When filing for bankruptcy, it’s best for both partners to file jointly. This will increase the number of exemptions that each partner can receive. If they have joint property, both of them will be able to benefit from the homestead and wildcard exemptions. A homestead exemption can protect all of the equity in your home.

Medical expenses

According to a Stanford University study, medical expenses are one of the most common causes of bankruptcy, accounting for nearly half of all filings. This data is important, as it provides the first comprehensive look at the cause of medical bankruptcy. In the past, research on medical bankruptcy has been hampered by the fact that debtors are often unwilling to discuss their debts. Only half of those filing for bankruptcy publicly acknowledge that they had medical debt.
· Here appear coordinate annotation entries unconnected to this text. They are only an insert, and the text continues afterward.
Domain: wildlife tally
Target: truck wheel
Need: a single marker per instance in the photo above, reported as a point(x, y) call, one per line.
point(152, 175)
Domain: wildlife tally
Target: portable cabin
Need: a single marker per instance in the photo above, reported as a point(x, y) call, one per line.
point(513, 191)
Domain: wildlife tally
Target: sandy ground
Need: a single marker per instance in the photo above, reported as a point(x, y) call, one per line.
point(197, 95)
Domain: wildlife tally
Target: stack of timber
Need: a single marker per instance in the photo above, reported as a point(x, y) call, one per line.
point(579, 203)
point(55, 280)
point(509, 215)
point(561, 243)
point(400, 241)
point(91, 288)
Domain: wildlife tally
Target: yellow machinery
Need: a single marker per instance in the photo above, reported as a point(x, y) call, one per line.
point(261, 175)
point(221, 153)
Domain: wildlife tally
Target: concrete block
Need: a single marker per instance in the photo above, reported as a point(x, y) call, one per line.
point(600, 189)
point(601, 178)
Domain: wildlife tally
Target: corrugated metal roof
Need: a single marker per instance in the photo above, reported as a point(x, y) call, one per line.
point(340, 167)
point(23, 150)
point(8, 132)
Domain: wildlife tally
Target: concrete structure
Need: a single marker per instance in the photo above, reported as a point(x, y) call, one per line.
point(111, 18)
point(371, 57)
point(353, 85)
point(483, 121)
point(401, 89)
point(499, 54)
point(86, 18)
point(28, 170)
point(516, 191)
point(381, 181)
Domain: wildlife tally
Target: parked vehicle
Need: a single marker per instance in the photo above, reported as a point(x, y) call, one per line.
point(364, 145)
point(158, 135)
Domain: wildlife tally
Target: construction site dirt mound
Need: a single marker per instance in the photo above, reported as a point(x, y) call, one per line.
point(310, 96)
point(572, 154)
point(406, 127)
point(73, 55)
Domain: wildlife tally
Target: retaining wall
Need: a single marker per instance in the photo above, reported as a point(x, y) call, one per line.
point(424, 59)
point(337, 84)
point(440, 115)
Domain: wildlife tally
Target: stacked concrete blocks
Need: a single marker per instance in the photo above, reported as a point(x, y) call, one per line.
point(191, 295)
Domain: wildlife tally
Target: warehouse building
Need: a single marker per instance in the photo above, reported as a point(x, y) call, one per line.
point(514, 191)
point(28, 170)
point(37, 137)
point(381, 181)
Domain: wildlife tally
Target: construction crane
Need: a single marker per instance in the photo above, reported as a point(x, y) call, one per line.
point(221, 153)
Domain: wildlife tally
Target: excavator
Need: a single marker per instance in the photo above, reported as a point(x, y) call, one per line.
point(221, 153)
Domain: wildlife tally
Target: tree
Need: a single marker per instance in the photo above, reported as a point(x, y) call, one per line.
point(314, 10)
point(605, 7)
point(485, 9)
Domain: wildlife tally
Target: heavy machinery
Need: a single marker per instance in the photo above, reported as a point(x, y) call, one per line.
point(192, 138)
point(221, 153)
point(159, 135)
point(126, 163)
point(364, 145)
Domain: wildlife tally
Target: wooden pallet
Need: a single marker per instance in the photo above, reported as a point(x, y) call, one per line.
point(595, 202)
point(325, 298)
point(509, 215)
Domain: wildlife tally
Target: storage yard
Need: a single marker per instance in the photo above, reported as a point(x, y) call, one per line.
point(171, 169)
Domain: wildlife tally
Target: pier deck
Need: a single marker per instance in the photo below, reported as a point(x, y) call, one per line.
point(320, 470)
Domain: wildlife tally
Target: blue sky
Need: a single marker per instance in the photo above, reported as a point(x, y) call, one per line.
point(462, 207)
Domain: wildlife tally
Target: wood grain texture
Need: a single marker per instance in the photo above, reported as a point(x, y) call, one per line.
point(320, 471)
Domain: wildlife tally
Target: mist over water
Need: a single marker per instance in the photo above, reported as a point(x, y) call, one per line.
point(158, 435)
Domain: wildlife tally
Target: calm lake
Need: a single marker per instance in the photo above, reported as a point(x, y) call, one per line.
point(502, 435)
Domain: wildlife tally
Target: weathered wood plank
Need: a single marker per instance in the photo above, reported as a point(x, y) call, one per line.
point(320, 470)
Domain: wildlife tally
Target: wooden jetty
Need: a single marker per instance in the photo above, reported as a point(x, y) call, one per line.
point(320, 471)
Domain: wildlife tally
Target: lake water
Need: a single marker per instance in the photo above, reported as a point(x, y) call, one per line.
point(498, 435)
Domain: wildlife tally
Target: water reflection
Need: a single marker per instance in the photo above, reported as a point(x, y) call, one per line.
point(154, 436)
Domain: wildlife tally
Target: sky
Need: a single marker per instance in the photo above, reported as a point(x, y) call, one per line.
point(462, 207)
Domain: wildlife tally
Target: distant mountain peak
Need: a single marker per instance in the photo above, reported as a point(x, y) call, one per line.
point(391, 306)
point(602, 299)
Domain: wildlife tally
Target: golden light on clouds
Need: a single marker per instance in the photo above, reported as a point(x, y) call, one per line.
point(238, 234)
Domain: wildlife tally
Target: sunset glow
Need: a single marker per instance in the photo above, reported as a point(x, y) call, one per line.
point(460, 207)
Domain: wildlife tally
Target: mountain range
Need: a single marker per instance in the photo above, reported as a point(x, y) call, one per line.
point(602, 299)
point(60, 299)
According to the study, medical bankruptcies have increased from 62.1 percent in 2007 to 66.5 percent from 2013 to 2016. The study noted that between 2007 and 2013, the Affordable Care Act (ACA) was implemented, which may have contributed to this upward trend. The researchers examined data on a random sample of California hospital patients to determine whether medical debt was a leading factor in filing for bankruptcy. The study also found that medical bankruptcies were associated with a large proportion of low-income households.

Natural disasters

There is a definite correlation between natural disasters and a person’s likelihood of filing for bankruptcy. Since disasters tend to happen randomly, there’s no way to accurately predict which disasters will affect more people than others. However, trends tend to stay the same even after a major disaster.

Natural disasters are devastating. The most common types of these events include floods and storms. People who live in floodplains and without warning systems are at risk, as floods can cause huge damage to buildings and personal property.